Nous ne pouvions pas exprimer une opinion, ou une critique, et ceux qui le faisaient quand même se le voyait reprocher. Mais nos différends de ces dernières semaines étaient bien plus compliqués.

C’est-à-dire ?

Alors que l’on élabore les grilles de rentrée, on m’a demandé de laisser des espaces vacants. Je ne pouvais pas disposer du 19-20, libre depuis que Laurent Goumarre a été recruté par France Inter. L’idée, semble-t-il, était de proposer cette tranche à un producteur, dont on pensait qu’il allait la refuser, afin de le faire partir. Je peux décider de demander à des producteurs de partir, mais on ne peut pas m’obliger à leur proposer des schémas impossibles  dans le but de se séparer d’eux…

L’arrêt des émissions de Colette Fellous, ou Sophie Nauleau relèvent-elles vraiment de votre décision ?

Oui. Les raisons de ces départs sont purement éditoriales. D’ailleurs Manou Farine présentera une émission d’une heure sur la poésie à la rentrée, alors que Sophie Nauleau n’avait qu’une demi-heure.

Vous n’étiez pas déterminé par les raisons économiques ?

Ah oui, bien sûr : quand on vous dit « il faut faire avec moins tant », vous n’avez d’autre choix que de supprimer des émissions. Celle d’Alain Veinstein l’année dernière, parce qu’il s’agissait de ne plus proposer de production fraîche après minuit. Et puis un certain nombre d’émissions cette année. La saison dernière, je l’ai élaborée avec un budget en baisse de 200 000 euros.
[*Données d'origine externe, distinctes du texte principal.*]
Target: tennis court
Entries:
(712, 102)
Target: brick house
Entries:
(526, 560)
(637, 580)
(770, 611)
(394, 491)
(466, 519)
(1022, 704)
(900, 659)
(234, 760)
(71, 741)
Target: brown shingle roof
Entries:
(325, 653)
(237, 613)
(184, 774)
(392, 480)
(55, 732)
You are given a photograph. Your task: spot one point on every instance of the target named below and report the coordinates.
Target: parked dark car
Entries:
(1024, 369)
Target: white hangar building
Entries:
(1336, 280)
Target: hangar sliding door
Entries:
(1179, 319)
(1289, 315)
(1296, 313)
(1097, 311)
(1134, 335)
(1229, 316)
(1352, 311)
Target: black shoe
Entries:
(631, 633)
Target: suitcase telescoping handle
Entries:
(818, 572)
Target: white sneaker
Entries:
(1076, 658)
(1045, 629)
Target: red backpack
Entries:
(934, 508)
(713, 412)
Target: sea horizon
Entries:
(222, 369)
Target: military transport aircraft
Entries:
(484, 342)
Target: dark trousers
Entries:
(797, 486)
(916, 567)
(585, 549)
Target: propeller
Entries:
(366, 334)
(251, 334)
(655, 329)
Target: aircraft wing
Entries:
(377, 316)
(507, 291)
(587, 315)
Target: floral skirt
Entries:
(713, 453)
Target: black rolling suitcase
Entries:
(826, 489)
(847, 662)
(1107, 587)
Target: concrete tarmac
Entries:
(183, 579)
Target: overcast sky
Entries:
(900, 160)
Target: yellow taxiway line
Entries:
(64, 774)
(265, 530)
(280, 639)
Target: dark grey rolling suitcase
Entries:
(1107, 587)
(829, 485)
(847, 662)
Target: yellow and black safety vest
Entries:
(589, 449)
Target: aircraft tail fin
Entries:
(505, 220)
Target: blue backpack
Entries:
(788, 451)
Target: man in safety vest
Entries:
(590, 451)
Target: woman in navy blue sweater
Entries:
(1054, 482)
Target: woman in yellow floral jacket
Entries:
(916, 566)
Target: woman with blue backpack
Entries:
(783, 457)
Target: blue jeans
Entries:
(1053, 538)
La prochaine, je devais la faire avec 250 000 euros de moins. Et la saison 2016-2017 devra, elle aussi, s’élaborer avec un budget encore en baisse.

Vous avez confirmé Marc Voinchet à la matinale…

Oui mais j’ai appris qu’il allait être nommé à la direction de France Musique, tandis que Marie-Pierre de Surville pourrait récupérer une mission sur la programmation culturelle ? Je suis vraiment content pour Marc, mais c’est vrai qu’il faut trouver à le remplacer, maintenant. Ce n’est pas moi qui le ferai, même si je ne quitterai France Culture qu’à la fin du mois d’août. Je ne me plains pas de mon sort, et je n’ai pas de compte à régler avec Mathieu Gallet. J’ai eu la chance de rencontrer une maison vivante, avec des métiers passionnants, des gens braves (même si, parfois, ils vous rentrent dedans !), une liberté de parole… Une maison exceptionnelle. Ça a été un privilège et, modestement, je remercie mes collaborateurs.